Ce poisson n’était pas ordinaire. Chaque jour, fidèle au rendez-vous, il venait à la rencontre de Corentin, qui alors prélevait délicatement une fine tranche de sa chair pour se nourrir. Et là où le saint avait tranché, la chair du poisson se reconstituait aussitôt, le laissant intact et plein de vitalité. Ainsi, jour après jour, le poisson permettait au saint homme de survivre sans jamais périr. Un miracle de générosité et de bonté divine !


Mais cette existence recluse connut un bouleversement. Un jour, le légendaire roi Gradlon, souverain de l'antique cité d’Ys - hélas disparue dans les flots qui entrainèrent avec eux sa fille unique Dahut, la prunelle de ses yeux - chassait dans les bois avec toute sa cour et ses serviteurs. Ils s’égarèrent et errèrent des jours entiers, mourant de faim et de soif. C’est alors qu’ils arrivèrent, épuisés et affamés, devant la modeste demeure de Corentin. Pris de pitié, Corentin offrit au roi un morceau de ce poisson miraculeux. Gradlon, d'abord incrédule devant la maigre part offerte, fut stupéfait de voir qu’une toute petite tranche suffit à les rassasier tous, lui et sa suite toute entière.


Intrigué par ce prodige, le roi demanda à voir le poisson. Ils se rendirent ensemble à la fontaine, où nageait le poisson, indemne, sa blessure déjà guérie. Émerveillé, Gradlon comprit qu’il était en présence d’un homme béni de Dieu. En signe de reconnaissance et d’admiration, il nomma Corentin évêque de Quimper, marquant ainsi le destin du saint qui allait quitter l’ermitage pour se consacrer à la communauté chrétienne du diocèse de Quimper et Léon.
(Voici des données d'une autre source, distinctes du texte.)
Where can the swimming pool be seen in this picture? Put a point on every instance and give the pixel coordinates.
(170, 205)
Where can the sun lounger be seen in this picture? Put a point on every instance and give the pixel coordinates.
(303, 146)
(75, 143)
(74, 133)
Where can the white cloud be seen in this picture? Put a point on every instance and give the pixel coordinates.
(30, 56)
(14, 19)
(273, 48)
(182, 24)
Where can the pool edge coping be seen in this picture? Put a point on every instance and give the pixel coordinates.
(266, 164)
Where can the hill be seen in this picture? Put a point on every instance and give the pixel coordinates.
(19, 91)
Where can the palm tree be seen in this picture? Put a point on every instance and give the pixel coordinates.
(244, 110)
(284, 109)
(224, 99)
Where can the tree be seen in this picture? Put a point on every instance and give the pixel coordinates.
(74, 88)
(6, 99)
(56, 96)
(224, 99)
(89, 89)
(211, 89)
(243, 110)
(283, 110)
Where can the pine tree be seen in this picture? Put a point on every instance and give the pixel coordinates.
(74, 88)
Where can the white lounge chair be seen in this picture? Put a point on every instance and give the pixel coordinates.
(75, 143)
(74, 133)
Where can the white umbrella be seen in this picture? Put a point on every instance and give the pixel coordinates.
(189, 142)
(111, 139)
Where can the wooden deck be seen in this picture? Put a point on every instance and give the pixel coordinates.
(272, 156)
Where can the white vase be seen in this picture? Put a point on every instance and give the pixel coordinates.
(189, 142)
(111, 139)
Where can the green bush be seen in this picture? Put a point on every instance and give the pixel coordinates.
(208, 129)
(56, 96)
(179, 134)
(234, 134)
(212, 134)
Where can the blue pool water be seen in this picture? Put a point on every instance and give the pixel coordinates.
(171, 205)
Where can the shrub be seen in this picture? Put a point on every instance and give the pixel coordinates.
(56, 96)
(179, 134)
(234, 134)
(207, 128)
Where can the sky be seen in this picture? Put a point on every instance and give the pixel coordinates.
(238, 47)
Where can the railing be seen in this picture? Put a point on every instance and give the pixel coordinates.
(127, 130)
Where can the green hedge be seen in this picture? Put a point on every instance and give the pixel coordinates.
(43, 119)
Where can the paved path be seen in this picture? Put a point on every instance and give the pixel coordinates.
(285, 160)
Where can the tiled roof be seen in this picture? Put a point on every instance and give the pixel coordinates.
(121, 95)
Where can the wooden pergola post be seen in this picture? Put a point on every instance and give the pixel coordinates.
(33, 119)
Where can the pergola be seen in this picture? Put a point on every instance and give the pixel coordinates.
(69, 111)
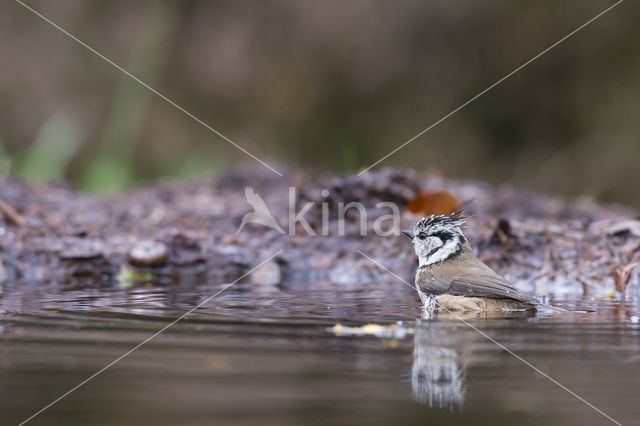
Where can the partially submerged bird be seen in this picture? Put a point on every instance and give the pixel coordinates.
(450, 276)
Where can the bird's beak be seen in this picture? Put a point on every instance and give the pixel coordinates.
(408, 233)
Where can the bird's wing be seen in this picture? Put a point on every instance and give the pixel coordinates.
(256, 201)
(482, 281)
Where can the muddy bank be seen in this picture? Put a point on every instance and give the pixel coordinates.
(179, 232)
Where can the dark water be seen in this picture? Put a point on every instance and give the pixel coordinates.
(269, 356)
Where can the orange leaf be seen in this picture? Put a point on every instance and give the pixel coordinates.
(440, 202)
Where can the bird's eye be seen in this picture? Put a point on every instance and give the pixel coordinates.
(444, 237)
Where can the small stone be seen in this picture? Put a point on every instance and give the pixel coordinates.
(148, 253)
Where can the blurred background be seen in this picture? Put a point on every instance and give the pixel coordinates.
(332, 85)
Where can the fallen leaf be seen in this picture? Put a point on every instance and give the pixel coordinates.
(436, 203)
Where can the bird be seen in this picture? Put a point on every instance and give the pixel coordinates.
(450, 276)
(261, 214)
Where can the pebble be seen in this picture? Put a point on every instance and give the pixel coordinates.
(148, 253)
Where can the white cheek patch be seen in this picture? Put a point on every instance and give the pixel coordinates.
(427, 255)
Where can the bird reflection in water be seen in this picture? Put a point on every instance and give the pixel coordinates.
(442, 353)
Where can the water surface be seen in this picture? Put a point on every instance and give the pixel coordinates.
(268, 355)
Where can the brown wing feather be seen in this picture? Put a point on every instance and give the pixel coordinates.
(468, 276)
(481, 281)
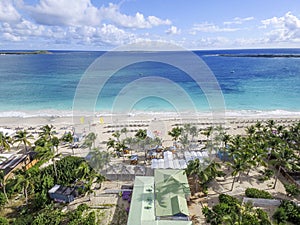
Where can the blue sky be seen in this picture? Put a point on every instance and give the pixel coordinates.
(106, 24)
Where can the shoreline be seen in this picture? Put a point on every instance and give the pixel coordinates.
(241, 113)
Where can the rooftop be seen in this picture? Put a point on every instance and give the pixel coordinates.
(163, 195)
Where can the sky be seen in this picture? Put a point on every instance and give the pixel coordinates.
(107, 24)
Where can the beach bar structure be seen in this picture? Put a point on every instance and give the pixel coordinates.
(62, 194)
(160, 199)
(10, 162)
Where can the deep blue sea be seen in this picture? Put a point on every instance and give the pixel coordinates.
(47, 83)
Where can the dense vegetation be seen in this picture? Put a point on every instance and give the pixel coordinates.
(255, 193)
(287, 211)
(34, 183)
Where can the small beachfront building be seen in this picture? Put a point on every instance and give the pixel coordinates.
(160, 200)
(10, 162)
(62, 194)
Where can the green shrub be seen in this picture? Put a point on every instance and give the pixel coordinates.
(266, 175)
(291, 190)
(255, 193)
(3, 221)
(280, 216)
(229, 200)
(292, 211)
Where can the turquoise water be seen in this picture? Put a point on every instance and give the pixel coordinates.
(47, 83)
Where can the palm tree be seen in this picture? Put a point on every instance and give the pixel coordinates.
(83, 170)
(208, 131)
(250, 130)
(47, 132)
(194, 132)
(175, 133)
(194, 169)
(270, 124)
(141, 136)
(226, 139)
(184, 141)
(23, 137)
(117, 135)
(5, 142)
(92, 138)
(284, 157)
(110, 144)
(124, 131)
(98, 159)
(238, 167)
(23, 178)
(55, 142)
(3, 183)
(46, 153)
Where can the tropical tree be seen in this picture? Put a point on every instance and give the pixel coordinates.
(194, 169)
(22, 137)
(141, 136)
(98, 159)
(111, 143)
(194, 132)
(5, 142)
(124, 131)
(283, 159)
(46, 153)
(238, 166)
(67, 137)
(91, 137)
(208, 132)
(83, 170)
(184, 141)
(175, 133)
(3, 184)
(24, 179)
(47, 132)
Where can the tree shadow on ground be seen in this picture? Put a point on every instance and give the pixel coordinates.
(121, 213)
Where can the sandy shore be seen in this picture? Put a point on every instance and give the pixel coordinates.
(161, 123)
(158, 124)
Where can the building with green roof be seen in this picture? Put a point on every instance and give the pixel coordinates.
(160, 200)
Warlock, qui n'avait pas osé interrompre le jardinier pendant son récit pour lui demander ce qu'étaient un ermite, un diocèse ou une existence recluse, n'y tenait plus cependant, et l'interrogea :

– Pourquoi la ville a disparu dans les flots ? Pourquoi le roi s'en est sauvé, mais pas sa fille ?

– Je te raconterai la légende de la ville d'Ys une autre fois, mon petit. Rappelle-toi juste que le Tout-Puissant peut accomplir de grandes choses pour toi si ton âme est pure, tandis que laisser entrer le Diable en ta demeure ne provoquera que catastrophes et deuils.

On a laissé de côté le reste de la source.